Orsus Xelent Technologies, Inc. (ORS) our designer and manufacturer of mobile phones for the Asian market, announced that its first quarter revenues declined about 4.8% compared with the same period last year to $19.7 million. However, the Company’s net income rose 11.4% to $2.2 million or 7 cents per share.
In these market circumstances, that’s a great performance! These numbers can largely be attributed to significant reductions in operating expenses primarily because of the success of its T303 customized phone model designed for the telecom operators sector, which contributed nearly 50% of sales. This large quantity of product permitted cost reductions while meeting the needs of the operators and ultimately consumers.

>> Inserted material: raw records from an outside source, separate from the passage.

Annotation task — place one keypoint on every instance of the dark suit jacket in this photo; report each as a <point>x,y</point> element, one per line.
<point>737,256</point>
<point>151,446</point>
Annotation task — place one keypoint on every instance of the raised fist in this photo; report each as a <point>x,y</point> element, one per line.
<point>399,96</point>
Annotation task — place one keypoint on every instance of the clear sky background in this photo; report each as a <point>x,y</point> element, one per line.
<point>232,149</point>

Mr. Guoji Liu, who was named CEO of Orsus on April 2, 2009, said that sales volume of mobile phones in China is up about 10% from the fourth quarter of 2008, but still down 11% from the same period last year.
Mr. Liu added, “In the first quarter we believe we have established a basis for further revenue development in subsequent periods, leading to what we continue to believe will be at least a 15% full year increase in revenues over prior year results.”
New management is doing a great job in getting Orsus back on track. This Company is growing its earnings even in difficult times and its stock is still only trading at a P/E of 1.77.
Currently we’re looking at a 43% profit since we recommended the stock in January of this year. With these results and outlook however, we’re in no hurry to sell. In fact, if you haven’t bought any yet, this is an excellent moment. Buy recommendation.